Partenope, English National Opera | reviews, news & interviews
Partenope, English National Opera
Partenope, English National Opera
Everyone in this Handel revival makes froth seem stylish and effortless
It's time again for surrealist charades at the nothing-doing mansion. Christopher Alden's Handel is back at ENO, making inconsequentiality seem wondrous. Christian Curnyn's conducting sets the tone, with orchestral playing as light as air, and a new cast – with one singer from the previous set switching roles – conceals its art behind what seems like the easiest and most organic of singing and acting.
What a relief it is after aimless shenanigans over at the Royal Opera to return to a production that's so sure- (and light-) footed. No one should grumble about the frivolous setting when Handel's cod-mythological pretext, the conflict between Neapolitan founder-queen Parthenope and her loving enemy Emilio, Prince of Cumae, is entirely at the service of an amorous tangle which stretches itself out, with little plot-interest, over three nominally long acts. Amanda Holden's witty translation keeps the battle references, but is full of spiffing 1920s colloquialisms.
What better location for this bagatelle than an absurdist house party, manipulated by Emilio as Man Ray? In which role a late replacement for tenor Robert Murray, house singer Rupert Charlesworth (pictured above in Nosferatu mode), absolutely dazzles with a firm, full voice offering impressive agility and footwork to match. Not quite so sure about his last manifestation as a camp guru, but that suggests there's room for a Mapp and Lucia-style Handel production if there hasn't already been one (for those of you who remember the "Indian visitor" to Tilling).
You might argue that there are a couple of shimmies too many, but the technique of evolving business over an infinite number of da capo arias has been a challenge since Nicholas Hytner first did it in the now-legendary ENO Xerxes. Christopher's brother David Alden made it all a bit heavy-hearted in his Ariodante; Robert Carsen's Semele was a vision, David McVicar pulled it off at even greater length than this in a delicious Agrippina. Nobody in this cast falls short of the impressive physical demands. As one of Partenope's three suitors, the foppish Armindo, counter-tenor James Laing tumbles down the gorgeous white spiral staircase and hangs from it while singing with spot-on accuracy (pictured below). Later he's asked to execute a double act with a spotlight, which he does with aplomb.

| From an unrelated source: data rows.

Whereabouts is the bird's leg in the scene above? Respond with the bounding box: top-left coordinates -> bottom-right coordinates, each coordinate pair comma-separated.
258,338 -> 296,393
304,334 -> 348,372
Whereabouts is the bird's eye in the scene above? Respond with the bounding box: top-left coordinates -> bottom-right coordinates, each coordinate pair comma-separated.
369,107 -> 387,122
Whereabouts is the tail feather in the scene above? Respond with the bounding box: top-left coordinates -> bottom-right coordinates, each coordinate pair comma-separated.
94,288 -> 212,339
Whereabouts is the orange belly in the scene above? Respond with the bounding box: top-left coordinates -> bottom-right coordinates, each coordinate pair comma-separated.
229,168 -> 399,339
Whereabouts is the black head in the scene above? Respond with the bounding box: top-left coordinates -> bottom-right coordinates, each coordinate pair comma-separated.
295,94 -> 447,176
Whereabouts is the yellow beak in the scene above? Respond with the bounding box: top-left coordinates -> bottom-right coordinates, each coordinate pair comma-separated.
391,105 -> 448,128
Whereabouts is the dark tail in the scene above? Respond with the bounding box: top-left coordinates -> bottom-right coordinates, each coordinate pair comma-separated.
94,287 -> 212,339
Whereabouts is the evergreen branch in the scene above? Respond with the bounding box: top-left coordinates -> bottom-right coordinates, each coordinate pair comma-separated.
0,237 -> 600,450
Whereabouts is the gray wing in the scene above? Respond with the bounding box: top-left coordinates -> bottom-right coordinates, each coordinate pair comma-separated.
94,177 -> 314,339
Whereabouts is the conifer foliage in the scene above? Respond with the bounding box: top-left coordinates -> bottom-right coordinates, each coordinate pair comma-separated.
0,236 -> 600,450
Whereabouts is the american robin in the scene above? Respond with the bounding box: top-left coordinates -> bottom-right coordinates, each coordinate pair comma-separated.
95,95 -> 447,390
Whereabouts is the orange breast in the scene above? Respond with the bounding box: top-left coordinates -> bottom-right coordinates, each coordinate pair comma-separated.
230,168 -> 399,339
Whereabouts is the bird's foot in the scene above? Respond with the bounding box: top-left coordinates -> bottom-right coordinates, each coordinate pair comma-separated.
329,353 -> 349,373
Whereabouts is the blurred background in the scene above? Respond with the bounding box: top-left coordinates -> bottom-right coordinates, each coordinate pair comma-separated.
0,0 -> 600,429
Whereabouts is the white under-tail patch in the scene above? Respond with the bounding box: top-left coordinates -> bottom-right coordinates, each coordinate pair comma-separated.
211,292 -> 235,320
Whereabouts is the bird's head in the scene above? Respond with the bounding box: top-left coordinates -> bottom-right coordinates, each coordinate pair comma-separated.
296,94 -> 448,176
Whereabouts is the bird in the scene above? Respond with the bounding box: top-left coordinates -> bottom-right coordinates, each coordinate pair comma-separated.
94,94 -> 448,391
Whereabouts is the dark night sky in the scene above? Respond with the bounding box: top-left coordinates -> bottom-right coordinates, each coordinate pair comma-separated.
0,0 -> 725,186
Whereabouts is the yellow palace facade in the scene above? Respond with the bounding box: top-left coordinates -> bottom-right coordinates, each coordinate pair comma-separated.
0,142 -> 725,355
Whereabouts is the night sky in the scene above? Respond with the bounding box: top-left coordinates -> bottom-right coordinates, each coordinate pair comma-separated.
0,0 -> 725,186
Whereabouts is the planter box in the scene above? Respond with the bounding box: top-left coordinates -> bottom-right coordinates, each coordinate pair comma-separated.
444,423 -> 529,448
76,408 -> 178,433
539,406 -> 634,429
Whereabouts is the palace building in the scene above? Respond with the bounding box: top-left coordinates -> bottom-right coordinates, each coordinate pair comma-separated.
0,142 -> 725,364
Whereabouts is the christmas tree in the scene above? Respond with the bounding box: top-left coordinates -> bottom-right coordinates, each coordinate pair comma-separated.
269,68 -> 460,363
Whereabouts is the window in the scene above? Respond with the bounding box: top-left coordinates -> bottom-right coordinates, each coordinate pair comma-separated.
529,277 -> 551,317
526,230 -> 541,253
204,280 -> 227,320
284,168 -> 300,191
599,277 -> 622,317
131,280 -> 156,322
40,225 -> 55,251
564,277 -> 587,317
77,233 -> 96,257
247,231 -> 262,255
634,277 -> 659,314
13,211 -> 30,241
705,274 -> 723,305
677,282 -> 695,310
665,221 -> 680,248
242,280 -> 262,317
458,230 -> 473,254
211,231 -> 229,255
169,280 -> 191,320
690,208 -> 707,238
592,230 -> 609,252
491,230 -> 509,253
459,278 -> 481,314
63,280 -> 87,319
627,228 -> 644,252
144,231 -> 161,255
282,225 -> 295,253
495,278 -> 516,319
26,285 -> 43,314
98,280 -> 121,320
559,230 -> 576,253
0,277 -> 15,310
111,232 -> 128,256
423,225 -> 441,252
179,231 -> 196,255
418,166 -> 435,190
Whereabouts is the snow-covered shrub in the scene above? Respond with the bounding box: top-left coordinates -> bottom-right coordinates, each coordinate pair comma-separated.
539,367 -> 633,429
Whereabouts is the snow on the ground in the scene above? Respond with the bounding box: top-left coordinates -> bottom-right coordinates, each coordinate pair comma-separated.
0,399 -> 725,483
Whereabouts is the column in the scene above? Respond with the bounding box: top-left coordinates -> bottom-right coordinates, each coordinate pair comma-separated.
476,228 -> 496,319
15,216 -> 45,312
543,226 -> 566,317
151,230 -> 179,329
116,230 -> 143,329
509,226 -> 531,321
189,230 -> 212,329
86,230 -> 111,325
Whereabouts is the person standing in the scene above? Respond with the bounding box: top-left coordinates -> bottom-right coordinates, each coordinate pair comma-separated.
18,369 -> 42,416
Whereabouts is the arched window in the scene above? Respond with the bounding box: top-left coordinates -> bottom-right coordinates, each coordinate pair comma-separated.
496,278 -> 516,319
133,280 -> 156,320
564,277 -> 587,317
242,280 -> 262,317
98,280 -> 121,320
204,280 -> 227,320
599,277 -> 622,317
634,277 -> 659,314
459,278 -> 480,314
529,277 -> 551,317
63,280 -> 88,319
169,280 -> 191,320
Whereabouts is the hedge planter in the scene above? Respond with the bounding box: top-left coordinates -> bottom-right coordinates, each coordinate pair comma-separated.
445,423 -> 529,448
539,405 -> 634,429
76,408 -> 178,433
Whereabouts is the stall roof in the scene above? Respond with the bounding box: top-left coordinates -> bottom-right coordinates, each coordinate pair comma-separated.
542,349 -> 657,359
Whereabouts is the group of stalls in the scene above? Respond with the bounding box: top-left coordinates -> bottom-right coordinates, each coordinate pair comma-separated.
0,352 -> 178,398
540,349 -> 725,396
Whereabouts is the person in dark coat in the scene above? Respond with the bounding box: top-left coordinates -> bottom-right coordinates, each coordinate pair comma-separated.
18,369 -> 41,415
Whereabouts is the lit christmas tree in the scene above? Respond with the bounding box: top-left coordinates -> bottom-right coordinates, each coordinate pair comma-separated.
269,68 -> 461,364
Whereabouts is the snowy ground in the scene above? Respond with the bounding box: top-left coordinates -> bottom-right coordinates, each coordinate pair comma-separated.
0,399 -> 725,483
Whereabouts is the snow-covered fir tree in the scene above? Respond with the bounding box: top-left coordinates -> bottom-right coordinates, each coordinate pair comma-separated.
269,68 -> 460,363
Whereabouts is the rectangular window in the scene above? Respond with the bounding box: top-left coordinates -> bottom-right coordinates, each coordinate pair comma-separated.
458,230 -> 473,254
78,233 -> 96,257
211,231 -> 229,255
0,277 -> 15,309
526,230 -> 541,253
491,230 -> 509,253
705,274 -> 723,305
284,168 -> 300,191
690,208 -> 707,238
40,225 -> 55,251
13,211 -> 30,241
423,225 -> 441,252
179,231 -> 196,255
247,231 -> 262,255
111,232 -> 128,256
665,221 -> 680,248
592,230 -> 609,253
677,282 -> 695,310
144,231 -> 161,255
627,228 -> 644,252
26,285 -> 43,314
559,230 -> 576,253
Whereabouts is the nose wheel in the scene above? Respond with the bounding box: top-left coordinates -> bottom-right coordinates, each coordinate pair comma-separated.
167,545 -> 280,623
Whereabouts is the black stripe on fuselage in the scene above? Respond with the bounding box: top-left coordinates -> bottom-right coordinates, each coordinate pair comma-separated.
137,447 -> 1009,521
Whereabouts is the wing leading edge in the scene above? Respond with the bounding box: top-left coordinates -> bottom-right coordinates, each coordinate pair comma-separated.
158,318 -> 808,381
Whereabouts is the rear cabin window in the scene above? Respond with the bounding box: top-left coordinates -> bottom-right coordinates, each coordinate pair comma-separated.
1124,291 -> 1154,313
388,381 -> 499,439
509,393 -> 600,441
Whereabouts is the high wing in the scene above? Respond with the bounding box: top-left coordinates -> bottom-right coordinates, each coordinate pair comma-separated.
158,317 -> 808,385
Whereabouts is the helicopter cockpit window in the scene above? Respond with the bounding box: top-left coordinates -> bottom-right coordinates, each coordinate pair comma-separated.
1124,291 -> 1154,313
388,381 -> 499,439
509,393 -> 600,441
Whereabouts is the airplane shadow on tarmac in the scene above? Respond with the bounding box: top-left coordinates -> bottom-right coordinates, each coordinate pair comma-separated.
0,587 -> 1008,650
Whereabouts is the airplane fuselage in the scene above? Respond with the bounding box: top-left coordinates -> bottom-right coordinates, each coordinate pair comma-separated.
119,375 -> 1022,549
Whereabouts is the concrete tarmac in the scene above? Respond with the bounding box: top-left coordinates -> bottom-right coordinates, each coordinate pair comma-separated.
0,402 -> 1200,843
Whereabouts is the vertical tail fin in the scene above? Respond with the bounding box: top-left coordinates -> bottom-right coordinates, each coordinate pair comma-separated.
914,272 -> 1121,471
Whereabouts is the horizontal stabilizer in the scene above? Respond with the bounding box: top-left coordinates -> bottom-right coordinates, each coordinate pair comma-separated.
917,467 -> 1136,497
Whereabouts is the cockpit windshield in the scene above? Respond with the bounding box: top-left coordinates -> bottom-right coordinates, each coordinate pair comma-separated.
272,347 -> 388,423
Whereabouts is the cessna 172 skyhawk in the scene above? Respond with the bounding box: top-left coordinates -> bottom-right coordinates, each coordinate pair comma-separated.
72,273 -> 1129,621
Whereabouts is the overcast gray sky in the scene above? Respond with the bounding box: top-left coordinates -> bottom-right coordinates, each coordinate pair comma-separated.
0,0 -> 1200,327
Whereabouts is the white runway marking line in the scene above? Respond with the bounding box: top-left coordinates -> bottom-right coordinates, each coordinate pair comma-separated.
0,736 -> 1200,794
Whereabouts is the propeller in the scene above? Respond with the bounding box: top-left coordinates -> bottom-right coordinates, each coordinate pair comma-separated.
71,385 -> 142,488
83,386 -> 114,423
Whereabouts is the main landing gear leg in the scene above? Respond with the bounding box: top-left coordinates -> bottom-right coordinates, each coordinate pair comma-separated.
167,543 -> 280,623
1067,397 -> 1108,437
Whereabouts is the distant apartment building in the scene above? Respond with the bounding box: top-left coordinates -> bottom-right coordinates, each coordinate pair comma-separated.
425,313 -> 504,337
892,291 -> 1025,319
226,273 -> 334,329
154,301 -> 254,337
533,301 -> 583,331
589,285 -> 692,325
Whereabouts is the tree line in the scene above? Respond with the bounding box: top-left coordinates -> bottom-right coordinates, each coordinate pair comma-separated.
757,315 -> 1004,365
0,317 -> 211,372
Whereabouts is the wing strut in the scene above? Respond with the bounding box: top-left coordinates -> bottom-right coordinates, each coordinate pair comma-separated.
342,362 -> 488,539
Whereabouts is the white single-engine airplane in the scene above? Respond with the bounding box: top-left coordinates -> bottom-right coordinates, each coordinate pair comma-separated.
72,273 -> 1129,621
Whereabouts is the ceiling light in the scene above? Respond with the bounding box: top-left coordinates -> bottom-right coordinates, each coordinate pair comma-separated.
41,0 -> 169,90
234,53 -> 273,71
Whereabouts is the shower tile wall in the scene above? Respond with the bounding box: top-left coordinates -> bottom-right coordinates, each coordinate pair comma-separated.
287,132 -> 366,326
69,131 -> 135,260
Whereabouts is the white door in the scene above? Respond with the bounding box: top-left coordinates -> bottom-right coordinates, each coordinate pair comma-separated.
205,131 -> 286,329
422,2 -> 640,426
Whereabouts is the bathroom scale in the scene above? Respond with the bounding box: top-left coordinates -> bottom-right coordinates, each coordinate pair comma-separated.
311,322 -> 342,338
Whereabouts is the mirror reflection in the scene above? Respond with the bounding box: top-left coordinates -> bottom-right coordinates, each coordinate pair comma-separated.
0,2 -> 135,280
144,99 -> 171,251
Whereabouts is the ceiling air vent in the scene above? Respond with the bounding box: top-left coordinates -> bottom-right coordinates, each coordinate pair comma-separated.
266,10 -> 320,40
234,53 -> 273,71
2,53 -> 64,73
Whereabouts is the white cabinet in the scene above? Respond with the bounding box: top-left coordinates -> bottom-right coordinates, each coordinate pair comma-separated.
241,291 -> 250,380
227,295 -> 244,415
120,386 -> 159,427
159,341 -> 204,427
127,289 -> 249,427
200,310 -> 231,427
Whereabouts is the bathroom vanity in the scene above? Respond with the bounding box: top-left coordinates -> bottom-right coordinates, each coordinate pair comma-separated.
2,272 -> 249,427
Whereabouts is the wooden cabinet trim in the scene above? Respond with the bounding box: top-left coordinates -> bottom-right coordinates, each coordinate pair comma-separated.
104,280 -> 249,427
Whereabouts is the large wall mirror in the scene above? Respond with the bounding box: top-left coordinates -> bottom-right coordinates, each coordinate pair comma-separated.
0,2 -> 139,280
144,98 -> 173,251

The three bristling arias which power the first half of Act Two all have star turns, revue-style, crowned by Parthenope's cabaret act with top hat and chair. Sarah Tynan (pictured below) is consummate, and ravishing to behold in her outer-act 1920s couture, even if some of her subtleties would carry better in a smaller house like Glyndebourne (or the original Garsington, where the goings-on of Lady Ottoline Morrell and Lytton Strachey seem to be suggested by Tynan and game Matthew Durkan as her effete sidekick Ormonte). And the scene where she's asked to light a fire in an old stove to parallel the flames of Cupid she's singing about and settles down to sleep beside it is the one point where you feel the action is a tad contrived.
If there's real emotion to be found here, it comes in Act Three with the big aria and "sleep" number of suitor Arsace, in which the lustrous contralto of the ever-dependable Patricia Bardon comes to the fore. First time round, she played Arsace's lover Rosmira, disguised as yet another androgynous gentleman in pursuit of the man she loves. That role is now taken by Stephanie Windsor-Lewis, who fits into the ensemble as well as anyone.
True, there are always times when those of us who are never going to be hardcore Handelians find our thoughts elsewhere – my companion pointed out that his original audience would have expected to chatter through whole chunks. But Alden and his team always pull us back into focus, hugely assisted by the superb sets of Andrew Lieberman, costumes by Jon Morrell and chameleonic lighting from Adam Silverman, revived here by Kevin Sleep (much-missed Claire Glaskin's nimble movement is resurrected by Elaine Brown). Whether deliciously inconsequential Handel is your glass of champagne or not, this is that rare thing in the opera house, the total work of art.